To further accentuate the themes in his script, Riley uses visual surrealism to his advantage. A video essay by H2Mass discusses the cinematography’s focus on three main colors (yellow, blue, and green) in the film’s palette to symbolize the interplay among advancement, stagnation and tension, respectively. But even without color theory, one can see that every hue is brightly saturated – Riley wants his film to visually pop. Riley also breaks the laws of space and physics to mark transitions in Cassius’ development, as Cassius is literally dropped into peoples’ homes when he calls them, and Cassius’ home decor breaks to reveal improved models as he earns a higher salary. Riley creates corporate environments that look plastic, curated and unnatural, contrasting messier, more casual domestic settings. And, without spoiling anything, the hybrid creatures we see towards the end of the film were made with mid-range CGI technology, which emphasizes their not-quite-right look in conjunction with the corporate immorality that leads to their existence. These tactics all combine to create a delightfully shocking and incongruous style that grabs your attention and refuses to let go. 

After all, if you can easily remember the look of the film, you are more likely to remember what it was saying. 

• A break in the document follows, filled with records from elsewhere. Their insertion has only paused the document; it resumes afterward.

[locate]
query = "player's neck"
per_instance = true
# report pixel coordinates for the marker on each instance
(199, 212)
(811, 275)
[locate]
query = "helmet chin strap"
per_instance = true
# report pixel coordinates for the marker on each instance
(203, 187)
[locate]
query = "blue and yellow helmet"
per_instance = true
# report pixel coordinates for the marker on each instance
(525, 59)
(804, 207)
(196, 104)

But through Riley’s disorienting sound mixing, we also remember how the film says its ideas. Riley hired white actors to dub Lakeith Stanfield, Tessa Thompson, Omari Hardwick, and Danny Glover’s voices to emphasize the absurdity of linguistic racism in the workforce and the unnaturalness of the “white voices” adopted by the Black characters who want to advance their careers. In film, the sounds emphasized in the mix can modulate the mood, and when Patton Oswalt’s voice plays over a shot of Hardwick speaking, we may initially chuckle, but a creepiness and strangeness sets in. In the film’s alternate reality, however, this white voice is plausible. Just like its cinematography, the audio of ‘Sorry to Bother You invites us to laugh at its absurdity before normalizing its world’s more shocking features, leaving us to sit in discomfort. 

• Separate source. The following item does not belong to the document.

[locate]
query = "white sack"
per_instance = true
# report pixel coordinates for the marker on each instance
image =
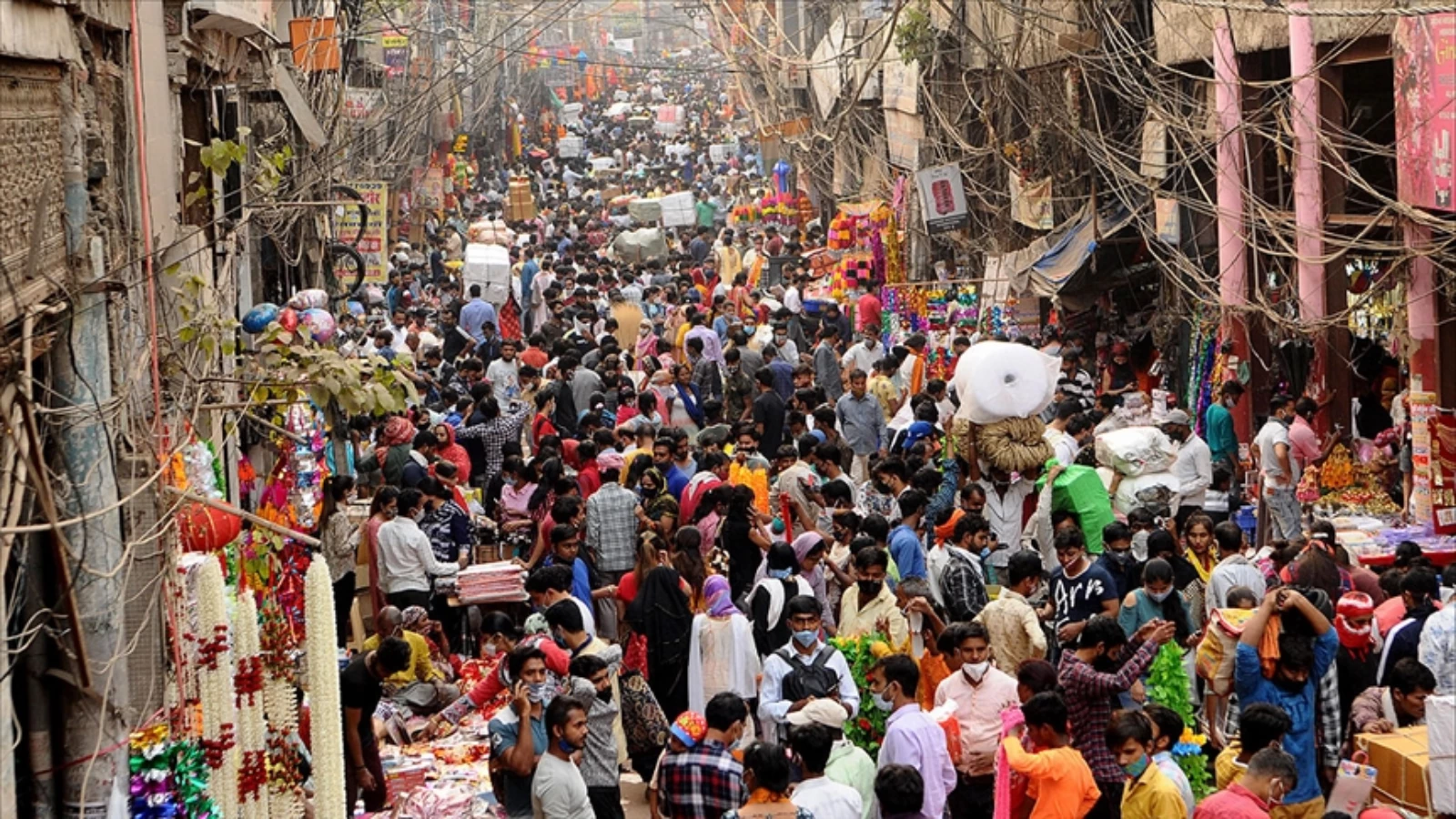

Sorry to Bother Youwas one of the first films created in the vein of this newer, blunter kind of satire. Two years later, “Promising Young Woman” (2018) (another personal favorite) would develop into a candy-coated #Me-Too era vengeance film that incorporates traditionally feminine aesthetics, clothing, and pop songs to accentuate the lack of female perspective in prior rape-revenge movies. Against pastel scenery, the film’s biting dialogue and dark subject matter have a larger capacity to shock and captivate the viewer. Most recently, “Don’t Look Up” (2021) used a script teeming with situational irony and an all-star cast to draw attention to the very-urgent issue of climate change. Both films are a part of this new wave of satirical filmmaking that, in a world with constant distractions, feel the need to opt for the blunt over the subliminal. 

Notably, “Sorry to Bother You,”Promising Young Woman,” andDon’t Look Up” all attracted extreme controversy upon release. Like most movements within a genre, there are traditionalists who would rather preserve subtlety. But the New Social Satire responds to urgent, currently occurring problems. It has no time to hide messages behind symbols and cryptic dialogue. 

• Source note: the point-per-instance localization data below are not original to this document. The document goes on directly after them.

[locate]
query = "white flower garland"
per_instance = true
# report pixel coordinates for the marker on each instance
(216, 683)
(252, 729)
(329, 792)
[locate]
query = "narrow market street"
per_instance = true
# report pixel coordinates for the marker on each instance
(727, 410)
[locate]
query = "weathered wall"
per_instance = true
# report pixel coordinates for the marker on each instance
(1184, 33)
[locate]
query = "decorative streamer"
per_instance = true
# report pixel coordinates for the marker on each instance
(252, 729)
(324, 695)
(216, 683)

So why watch “Sorry to Bother You”? A modern satire through and through, the film argues with artistic indelicacy indicative of a shift in genre. The cinematography and comedy make the film stand out and are reasons to watch it in and of themselves. If you’re interested in how filmmakers have become accustomed to crafting arguments in a world consumed by the elements they criticize, that’s another good reason to watch Riley’s ultramodern social allegory. But you should really watch to immerse yourself in the commentary and be outraged about the truths Riley presents regarding systemic racism in America. The best films disturb and move us, and no genre is as directly unnerving and revealing as modern social satire. 

Let the film bother you. You’ll quickly realize that this satire refuses to let you send its message straight to voicemail.